A przede wszystkim – woda stanowi na tyle cenny surowiec, że rozsądne jej wykorzystywanie – służące poprawie jakości życia w miastach, a także miejskich ekosystemów, staje się dla nas wszystkich obowiązkiem. Dziś chcemy Wam opowiedzieć o zielonych dachach – czyli dachach, na których rozwijają się rośliny.
Trochę historii
Tak naprawdę nie jest to żadna innowacja… Zielone dachy to rozwiązanie znane niemal od początku historii budownictwa. Od niepamiętnych czasów ludzie obkładali swoje szałasy i lepianki murawą. Co więcej, niczym innym jak „zielonym dachem” były też słynne wiszące ogrody Semiramidy w Babilonie (określane jako jeden z siedmiu cudów świata starożytnego), wybudowane przez Nabuchodonozora II, który podarował je swojej żonie Amytis. Ta – po przyjeździe do Babilonu – miała bowiem tęsknić za roślinnością swojego kraju. Zagadką natomiast pozostaje, dlaczego konstrukcja ta określona została mianem ogrodów Semiramidy… W krajach północnych zielone dachy stanowiły natomiast ochronę przed niskimi temperaturami. Przeciwdziałały również pożarom. Przechodząc do czasów bliższych nam, według słynnego XX-wiecznego architekta, Le Corbusiera, czołowego przedstawiciela modernizmu oraz organicznego myślenia o architekturze, ogrody na dachach zapewniają kontakt człowieka, zamkniętego wśród betonowych brył, z przyrodą. Tym samym nie tylko korzystnie oddziaływać miały one na wizualne właściwości zurbanizowanej przestrzeni, ale również pozytywnie wpływać na ludzkie samopoczucie. Rozkwit popularności zielonych dachów rozpoczął się około pół wieku temu i stanowił reakcję na degradację środowiska naturalnego (szczególnie w przestrzeni zurbanizowanej). Wiązał się także ze wzrostem wymagań dotyczących standardów ludzkiego życia – w ramach których kontakt człowieka z przyrodą stał się wysoce pożądany.
Dla nas jednak obecnie najważniejsze jest, że dzięki nim istnieje możliwość magazynowania wody z opadów i magazynowania jej w środowisku.

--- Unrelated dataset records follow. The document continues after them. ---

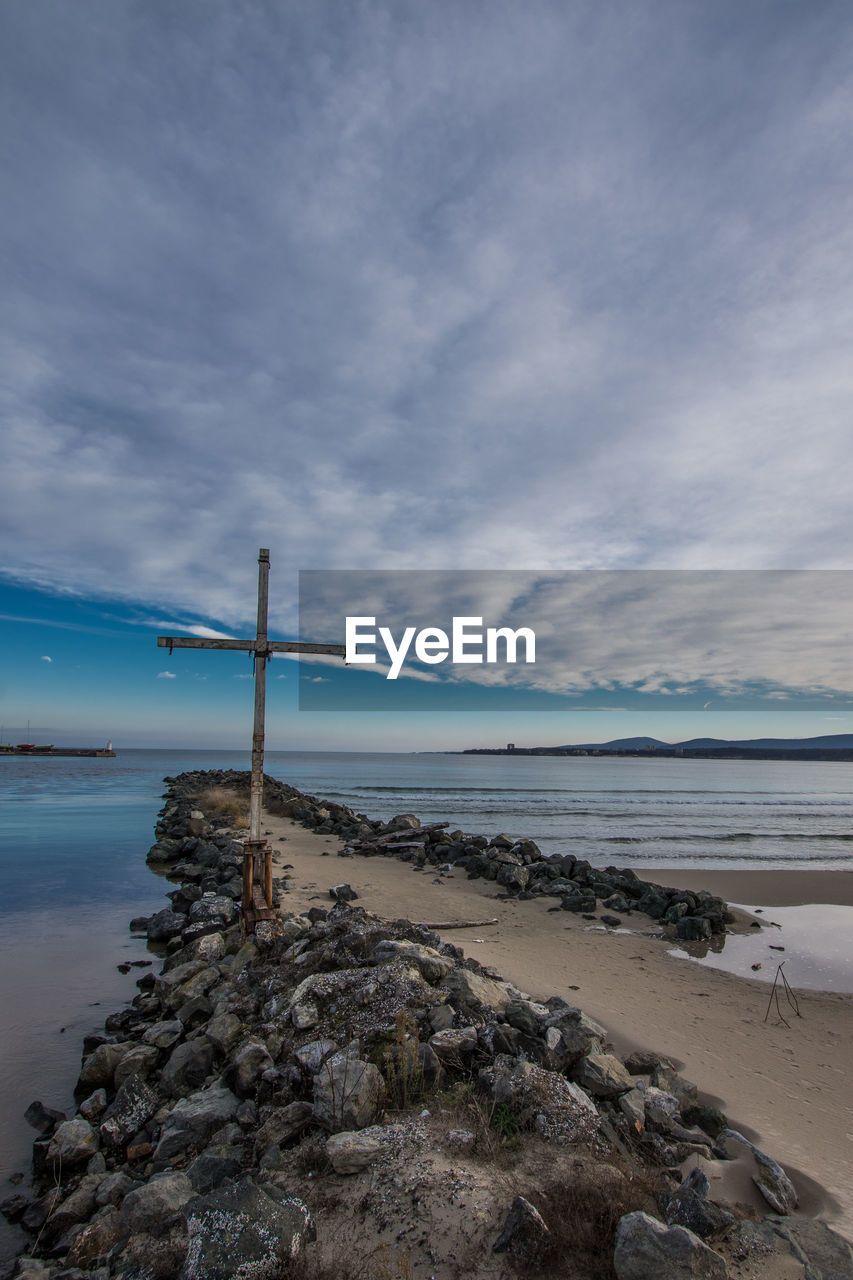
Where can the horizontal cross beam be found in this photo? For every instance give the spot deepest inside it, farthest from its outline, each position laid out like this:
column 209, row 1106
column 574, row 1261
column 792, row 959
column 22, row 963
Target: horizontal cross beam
column 337, row 650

Dlaczego warto tworzyć zielone dachy?
Zielone dachy mają wiele właściwości, które pozytywnie zmieniają środowisko miejskie i gospodarowanie wodą w aglomeracjach. Redukują one – za sprawą roślinności – zjawisko miejskich wysp ciepła, to znaczy stref podwyższonej temperatury w aglomeracjach. Obniżają zawartość zanieczyszczeń i pyłów w powietrzu, pochłaniając jednocześnie CO2 i wydzielając tlen. Co istotne – odciążają kanalizację deszczową i poprawiają miejski bilans wody. Nie bez znaczenia jest ich zdolność tłumienia hałasu w betonowej miejskiej dżungli, pełnej rzężenia silników, ludzkich okrzyków itd.

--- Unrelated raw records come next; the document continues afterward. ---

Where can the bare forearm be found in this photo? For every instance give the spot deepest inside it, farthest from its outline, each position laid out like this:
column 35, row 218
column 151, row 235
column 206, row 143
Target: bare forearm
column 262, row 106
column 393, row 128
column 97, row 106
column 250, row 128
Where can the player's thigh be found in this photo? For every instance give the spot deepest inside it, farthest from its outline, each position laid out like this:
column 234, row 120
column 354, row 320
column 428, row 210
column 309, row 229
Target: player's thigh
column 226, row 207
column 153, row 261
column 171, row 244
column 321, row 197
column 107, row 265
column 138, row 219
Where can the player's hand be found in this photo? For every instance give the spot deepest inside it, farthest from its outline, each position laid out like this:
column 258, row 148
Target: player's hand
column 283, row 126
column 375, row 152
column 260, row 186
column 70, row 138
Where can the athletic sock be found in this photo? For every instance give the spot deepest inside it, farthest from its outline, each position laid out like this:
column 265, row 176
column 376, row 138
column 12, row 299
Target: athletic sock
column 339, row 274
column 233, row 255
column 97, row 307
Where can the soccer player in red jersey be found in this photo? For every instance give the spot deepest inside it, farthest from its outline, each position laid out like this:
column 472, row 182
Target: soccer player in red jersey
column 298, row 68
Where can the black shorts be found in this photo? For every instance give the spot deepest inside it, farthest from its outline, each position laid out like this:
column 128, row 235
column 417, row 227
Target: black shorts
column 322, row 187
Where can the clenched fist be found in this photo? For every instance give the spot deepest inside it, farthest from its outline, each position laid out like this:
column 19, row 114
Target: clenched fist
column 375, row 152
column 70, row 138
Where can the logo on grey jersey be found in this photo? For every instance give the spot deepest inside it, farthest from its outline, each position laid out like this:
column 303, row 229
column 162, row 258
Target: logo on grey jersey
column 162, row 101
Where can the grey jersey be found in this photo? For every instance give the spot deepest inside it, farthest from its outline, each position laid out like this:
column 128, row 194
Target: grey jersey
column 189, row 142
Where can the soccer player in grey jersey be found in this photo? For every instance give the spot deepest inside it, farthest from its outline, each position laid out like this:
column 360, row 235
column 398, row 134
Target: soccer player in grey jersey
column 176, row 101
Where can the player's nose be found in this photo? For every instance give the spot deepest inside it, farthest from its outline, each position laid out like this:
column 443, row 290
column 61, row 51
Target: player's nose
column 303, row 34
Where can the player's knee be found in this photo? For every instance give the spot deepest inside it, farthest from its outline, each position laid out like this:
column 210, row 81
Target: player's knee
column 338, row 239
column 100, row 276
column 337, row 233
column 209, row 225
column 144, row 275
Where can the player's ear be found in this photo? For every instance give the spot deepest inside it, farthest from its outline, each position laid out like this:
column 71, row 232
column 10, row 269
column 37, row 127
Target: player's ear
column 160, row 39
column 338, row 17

Mają także właściwości termoizolacyjne, to znaczy powodują ocieplenie budynku – chronią przed nadmiernym uciekaniem ciepła z budynku, redukując jego potrzeby energetyczne. Wreszcie – co nie pozostaje bez znaczenia – poprawiają estetykę przestrzeni miejskiej. Dla uczciwości należy zaznaczyć, że największymi mankamentami implementacji zielonych dachów są relatywnie spore koszty projektu oraz wykonania, a także pracochłonność utrzymania takiej zielonej wyspy. Czy jednak idea, by uczynić betonową dżunglę bardziej zieloną, nie jest wystarczająco kusząca, by przynajmniej rozważyć wprowadzenie tego rozwiązania?
Bądźmy #UWażniNaKlimat! Bądźmy #UWażniNaSuszę!